Dzięki Internetowi mogę śledzić to, co dzieje się w mediach, a także nowinki technologiczne. Korzystam z wątków RSS z wielu stron, aby być na bieżąco. Wiąże się to ściśle z moją pracą - działamy przecież na dużym rynku, na którym codziennie dzieje się coś nowego. Email jest jednym z moich podstawowych narzędzi komunikacji.

A jakie są jasne i ciemne strony Internetu?

Internet odegrał ogromną rolę w otwarciu świata. Ludzie mogą teraz bez przeszkód wymieniać się opiniami. Jednocześnie świat w pewnie sposób zmniejszył się - internauci mają przyjaciół na całym globie. Nie można już powstrzymać przepływu myśli, chociaż w niektórych państwach (np. w Chinach) próbuje się nałożyć Internetowi kaganiec poprawności. Ciemne strony? Każdy może znaleźć w Internecie to, czego szuka, każdy rodzaj informacji, instrukcję, jak zbudować bombę, materiały umieszczone przez naprawdę chorych ludzi i przez chorych oglądane. Internet jest sam w sobie bardzo demokratyczną strukturą i żywotnym środkiem przekazywania informacji. Ale, jak w każdym społeczeństwie, rzeczywistym bądź wirtualnym, znajdą się w nim 'niezłe ziółka'. Ciemna strona tej technologii to sposób, w jaki udostępnia ona niewłaściwe informacje niewłaściwym osobom. Tyle się ostatnio mówi o uzależnieniu dzieci i nastolatków od Internetu. Moim zdaniem, w takim kontekście nie jest to właściwa strona, w jaką powinien rozwijać się Internet. Powinien on być narzędziem, instrumentem, z którego użycia moglibyśmy czerpać korzyści, a nie światem, który weźmie górę nad 'pozainternetową' rzeczywistością. Nie spędzajcie całego swojego czasu przed komputerem! Wyjdźcie z domu i rozerwijcie się! Przejdźcie się boso po trawie i poczujcie ciepło wiosny na twarzy! Wejdźcie na drzewo!

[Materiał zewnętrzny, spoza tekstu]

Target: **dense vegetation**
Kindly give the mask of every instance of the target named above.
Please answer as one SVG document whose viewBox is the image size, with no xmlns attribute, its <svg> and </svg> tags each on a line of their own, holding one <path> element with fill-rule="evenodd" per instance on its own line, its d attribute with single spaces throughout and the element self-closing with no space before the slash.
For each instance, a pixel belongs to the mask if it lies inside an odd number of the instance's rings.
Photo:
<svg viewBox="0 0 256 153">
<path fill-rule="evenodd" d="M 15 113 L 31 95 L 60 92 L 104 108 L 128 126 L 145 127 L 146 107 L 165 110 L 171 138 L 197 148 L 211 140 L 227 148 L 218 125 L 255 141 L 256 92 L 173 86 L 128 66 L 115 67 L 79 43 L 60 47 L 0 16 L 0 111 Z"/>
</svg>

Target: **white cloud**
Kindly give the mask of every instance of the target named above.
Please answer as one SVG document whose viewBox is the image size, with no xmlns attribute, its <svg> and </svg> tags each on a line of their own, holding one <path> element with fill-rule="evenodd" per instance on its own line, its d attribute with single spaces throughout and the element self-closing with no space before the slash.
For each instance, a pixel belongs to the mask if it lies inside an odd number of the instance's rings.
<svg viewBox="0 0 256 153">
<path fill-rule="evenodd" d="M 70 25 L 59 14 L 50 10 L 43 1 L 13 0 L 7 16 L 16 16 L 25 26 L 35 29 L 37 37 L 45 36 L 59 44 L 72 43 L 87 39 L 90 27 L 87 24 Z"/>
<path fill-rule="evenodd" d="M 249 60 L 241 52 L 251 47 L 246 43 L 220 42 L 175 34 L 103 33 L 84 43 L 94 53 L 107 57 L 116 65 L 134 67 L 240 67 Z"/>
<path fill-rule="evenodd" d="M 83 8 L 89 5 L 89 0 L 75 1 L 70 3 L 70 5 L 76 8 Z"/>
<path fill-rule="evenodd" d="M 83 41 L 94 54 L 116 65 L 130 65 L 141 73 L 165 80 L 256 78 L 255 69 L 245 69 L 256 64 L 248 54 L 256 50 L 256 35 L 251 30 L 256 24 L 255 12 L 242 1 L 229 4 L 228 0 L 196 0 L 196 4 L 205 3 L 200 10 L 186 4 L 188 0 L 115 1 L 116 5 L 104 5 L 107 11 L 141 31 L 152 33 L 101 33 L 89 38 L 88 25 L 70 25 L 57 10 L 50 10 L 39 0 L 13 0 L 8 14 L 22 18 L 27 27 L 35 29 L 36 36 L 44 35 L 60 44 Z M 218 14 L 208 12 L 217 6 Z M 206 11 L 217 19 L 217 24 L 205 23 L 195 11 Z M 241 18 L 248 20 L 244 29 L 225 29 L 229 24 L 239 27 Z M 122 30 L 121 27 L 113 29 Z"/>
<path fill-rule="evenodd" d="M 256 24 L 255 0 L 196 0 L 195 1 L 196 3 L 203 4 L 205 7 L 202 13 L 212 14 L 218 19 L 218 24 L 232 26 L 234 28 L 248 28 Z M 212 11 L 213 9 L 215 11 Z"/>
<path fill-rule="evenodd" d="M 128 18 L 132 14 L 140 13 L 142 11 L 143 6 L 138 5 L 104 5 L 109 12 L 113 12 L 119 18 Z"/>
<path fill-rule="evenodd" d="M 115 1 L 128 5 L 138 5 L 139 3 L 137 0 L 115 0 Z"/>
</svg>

Czy chciałbyś coś przekazać polskim internautom?

Otrzymujemy wiele dowodów wsparcia od polskich użytkowników Opery, których jest już ok. 400 tys. Polscy internauci są bardzo aktywni na forum, otrzymujemy od nich wskazówki, jak poprawić działanie przeglądarki, służą nam pomocą jako tłumacze oraz testerzy. To bardzo interesujące, zważywszy na fakt, że Polska nie jest może bardzo dużym krajem, ponadto relatywnie niski jest odsetek osób z dostępem do Internetu. Ale to właśnie lubię w waszym kraju, a wizyty w Polsce sprawiają mi przyjemność.